A Justiça de Santa Catarina revogou, nesta segunda-feira (10), a prisão preventiva de Luciano de Jesus da Silva e Fabricio de Liz, réus em uma ação penal que apura suspeitas de crimes contra a administração pública no Legislativo de Penha. A decisão foi tomada pelo juiz Douglas Braida de Moraes, da 2ª Vara da Comarca de Penha, após o encerramento da fase de instrução do processo.
Na audiência realizada nesta segunda-feira, foram ouvidas duas vítimas e cinco testemunhas. Neto. Na sequência, Luciano e Fabricio foram interrogados. Com o encerramento das oitivas e sem novos pedidos de diligências, a fase de instrução probatória foi concluída. A defesa então pediu a revogação da prisão preventiva e a aplicação de medidas cautelares alternativas. O Ministério Público de Santa Catarina (MPSC) se manifestou favoravelmente ao pedido.

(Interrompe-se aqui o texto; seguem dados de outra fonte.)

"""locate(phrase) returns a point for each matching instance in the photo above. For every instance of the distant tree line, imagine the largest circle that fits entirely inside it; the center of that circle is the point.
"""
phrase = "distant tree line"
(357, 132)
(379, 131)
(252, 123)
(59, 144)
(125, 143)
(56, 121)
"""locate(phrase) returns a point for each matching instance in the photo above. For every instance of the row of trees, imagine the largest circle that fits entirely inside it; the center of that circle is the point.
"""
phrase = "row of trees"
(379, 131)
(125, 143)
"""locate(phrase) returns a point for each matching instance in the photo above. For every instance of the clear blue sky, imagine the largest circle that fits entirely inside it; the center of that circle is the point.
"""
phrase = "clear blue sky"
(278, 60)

Ao analisar a solicitação, o juiz considerou que os fundamentos que justificavam a prisão preventiva não permanecem com a mesma intensidade. Como a instrução criminal foi encerrada, o magistrado entendeu que não existe mais risco à produção de provas. Também avaliou que não havia, naquele momento, elementos que demonstrassem perigo atual à ordem pública ou à tramitação do processo.

A decisão também levou em consideração a mudança na situação funcional dos acusados: Luciano teve o mandato eletivo cassado e Fabricio foi exonerado do cargo público que ocupava. Segundo o juiz, essas circunstâncias reduzem significativamente a possibilidade de reiteração das condutas investigadas.
Com a revogação da prisão, os dois deverão cumprir medidas cautelares. Eles terão cinco dias após a soltura para informar à Justiça endereço atualizado e ocupação lícita. Também estão proibidos de frequentar o prédio da Câmara de Vereadores de Penha e de manter contato ou se aproximar, em até 200 metros, das duas vítimas e da testemunha de acusação, o vereador Maurício Olívio Brockveld (MDB). Essas duas últimas restrições terão duração de 120 dias.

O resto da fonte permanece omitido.